Ghani has developed a close relationship with U.S. military officials here, and
American aid pays the lion’s share of government salaries.
“I differ with Mr. Karzai on this. We cannot
afford to lose American support,” Mohammad Umer Daudzai, a former official in
Karzai’s cabinet, said politely.
“There is no one else who can step in and
replace them. The last time they left, it was a disaster,” he said, referring
to the U.S. withdrawal after the Soviet conflict that was followed by a civil
war. “This time, they need to stay another 10 or 20 years.”
On the other hand, there is wide agreement
here, and a growing consensus in Washington, that Karzai has been right on one
major issue — the need to put more pressure on Pakistan to stop sheltering
Taliban militants. Although the Obama and George W. Bush administrations treated
Pakistan as a recalcitrant but vital anti-terror ally, President Trump has
taken a much harder line and recently suspended security aid.
One high-profile endorsement has come from Zalmay
Khalilzad, an Afghan-born former U.S. ambassador to Kabul in the early 2000s,
who visited here recently and met with a variety of people, reportedly
exploring a political or diplomatic role. In an interview this week with Voice
of America, Khalilzad described Karzai as “a national leader” and said they
were “on the same page” about Pakistan. He echoed Karzai’s call for additional
sanctions on Pakistani military officials.

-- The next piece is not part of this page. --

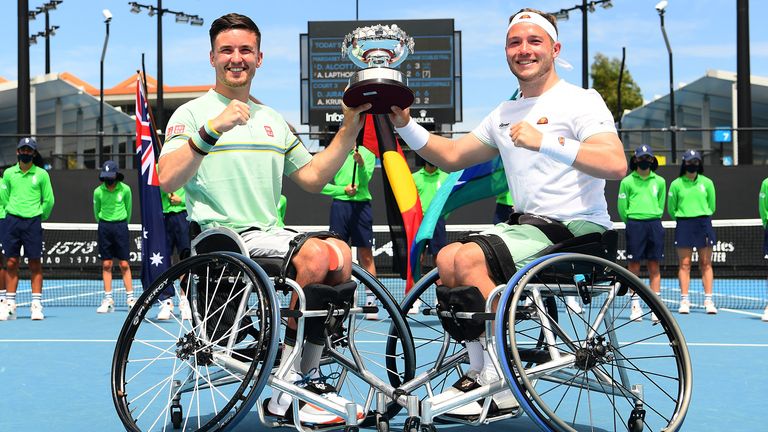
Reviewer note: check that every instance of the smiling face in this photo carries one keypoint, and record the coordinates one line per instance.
(235, 56)
(531, 54)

Other analysts said that the deepening
problems of the Ghani government, which include numerous delays and
difficulties in scheduling national elections, are lending more credence to
Karzai’s criticism of the U.S.-brokered deal between Ghani and his top rival,
Abdullah Abdullah, after fraud-plagued elections in 2014. That agreement created
the badly divided National Unity Government.
Karzai has called for an alternative
political path forward, repeatedly proposing a loya jirga, or traditional
gathering for debate and decision. Afghan and foreign critics see this as a
ploy for him to manipulate the meeting and make a political comeback, but
Karzai strongly rejects that charge.
“I know the Americans are worried that a
jirga will ask them to leave and ask me to return, but I have no desire to
return,” Karzai said in the interview. “Today, things are going so badly that
we need to go back to the people. The United States has no need to fear us, but
America’s behavior is damaging us, and our belief in the democratic values of
the West is being shattered. Why do they want to see us weak and unstable?”
Yet for all his dark accusations, Karzai, who
speaks cultured and flawless English, can be diplomatic and charmingly
self-aware. He veers unexpectedly from dignified umbrage to chortling glee. In
the interview, he acknowledged with a laugh that he had been “brutally frank”
with U.S. officials during his presidency but suggested that it was his
patriotic duty at the time.
“I am not anti-American,” Karzai said. “I
oppose a lot of U.S. policies, but I remain an ally. If the Americans act
honorably, they will find us very accommodating.”